2012 was an extraordinary year for the BBC. But Lord Patten (and/or his successor) might like to consider commissioning one more piece of consultancy - an examination of how changing a CEO slowly created organisational (not output) paralysis.
Here are the bare bones. Ben Fenton outlined Patten's main task as early as December 2010 (before he got the chairmanship). I fleshed out the timetable in December 2011. These were not necessarily searing insights - probably obvious to many more.
From the official "off" of the DG Stakes, you had an executive led by a man who did not want any late blots on his CV, and staffed by at least four people who thought they had a chance of the succession - and didn't want any late blots on their CVs.

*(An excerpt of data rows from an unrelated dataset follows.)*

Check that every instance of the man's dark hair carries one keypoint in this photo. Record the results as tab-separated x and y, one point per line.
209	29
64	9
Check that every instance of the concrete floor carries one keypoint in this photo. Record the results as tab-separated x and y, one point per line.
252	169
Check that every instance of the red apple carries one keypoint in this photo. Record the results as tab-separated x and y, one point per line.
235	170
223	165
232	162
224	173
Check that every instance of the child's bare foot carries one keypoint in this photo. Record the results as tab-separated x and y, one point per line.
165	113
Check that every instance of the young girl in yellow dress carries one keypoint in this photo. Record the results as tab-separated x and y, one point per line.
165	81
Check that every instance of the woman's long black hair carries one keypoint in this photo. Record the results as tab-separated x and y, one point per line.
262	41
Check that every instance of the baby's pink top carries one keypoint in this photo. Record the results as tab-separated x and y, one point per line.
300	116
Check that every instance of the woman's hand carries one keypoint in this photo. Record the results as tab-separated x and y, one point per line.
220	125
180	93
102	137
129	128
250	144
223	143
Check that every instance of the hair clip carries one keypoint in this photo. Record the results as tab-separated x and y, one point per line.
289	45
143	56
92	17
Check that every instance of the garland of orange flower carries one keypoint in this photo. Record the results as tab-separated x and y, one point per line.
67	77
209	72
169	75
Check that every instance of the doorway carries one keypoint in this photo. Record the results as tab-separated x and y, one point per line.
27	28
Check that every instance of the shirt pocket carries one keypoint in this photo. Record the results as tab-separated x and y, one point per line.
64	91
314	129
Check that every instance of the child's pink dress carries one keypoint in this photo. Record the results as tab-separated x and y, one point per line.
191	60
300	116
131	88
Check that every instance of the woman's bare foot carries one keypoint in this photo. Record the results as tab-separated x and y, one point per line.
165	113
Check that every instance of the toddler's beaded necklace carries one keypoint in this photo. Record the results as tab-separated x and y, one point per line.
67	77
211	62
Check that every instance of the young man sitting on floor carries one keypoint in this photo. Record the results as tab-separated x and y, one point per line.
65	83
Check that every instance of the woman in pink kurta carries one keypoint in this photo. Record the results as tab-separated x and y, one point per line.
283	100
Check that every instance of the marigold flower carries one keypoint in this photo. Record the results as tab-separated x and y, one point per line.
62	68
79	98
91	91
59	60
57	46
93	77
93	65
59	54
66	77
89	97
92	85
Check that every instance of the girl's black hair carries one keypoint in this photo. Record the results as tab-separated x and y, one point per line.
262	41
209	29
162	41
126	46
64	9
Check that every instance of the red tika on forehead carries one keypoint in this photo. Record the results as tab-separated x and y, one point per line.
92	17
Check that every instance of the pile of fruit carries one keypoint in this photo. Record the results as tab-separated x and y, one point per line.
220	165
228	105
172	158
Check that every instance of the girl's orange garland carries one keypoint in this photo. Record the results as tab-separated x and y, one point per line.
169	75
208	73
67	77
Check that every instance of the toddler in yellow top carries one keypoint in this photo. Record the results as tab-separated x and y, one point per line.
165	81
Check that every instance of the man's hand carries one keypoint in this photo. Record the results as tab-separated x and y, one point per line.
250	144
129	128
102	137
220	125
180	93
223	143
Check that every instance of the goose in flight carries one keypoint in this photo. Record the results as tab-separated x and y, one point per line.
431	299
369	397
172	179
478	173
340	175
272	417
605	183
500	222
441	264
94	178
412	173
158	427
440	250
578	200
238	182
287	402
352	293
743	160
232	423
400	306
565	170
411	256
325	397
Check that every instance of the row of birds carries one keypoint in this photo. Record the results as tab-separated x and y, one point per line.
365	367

The boss didn't want to hear tales of failure, danger, risk - and the management team weren't keen to tell them.
So listening mode was off as the Executive drifted over and above problems with not just DMI, but Savile, bullying, pay reform, restructuring, who next to send to Salford, closing an orchestra and many more. Memos and letters in the DGs office went unread by Thommo, executive conversations were brief and elliptic, and unions were promised jam tomorrow. Not long to Wimbledon, the Olympics - and the next big job.
Some of those too-hard decisions are still in the new DGs in-tray. Cancelling DMI was an important sign from Lord Hall about waste - but the consequences will play out for some time. It would be good to get out a few more before Glastonbury.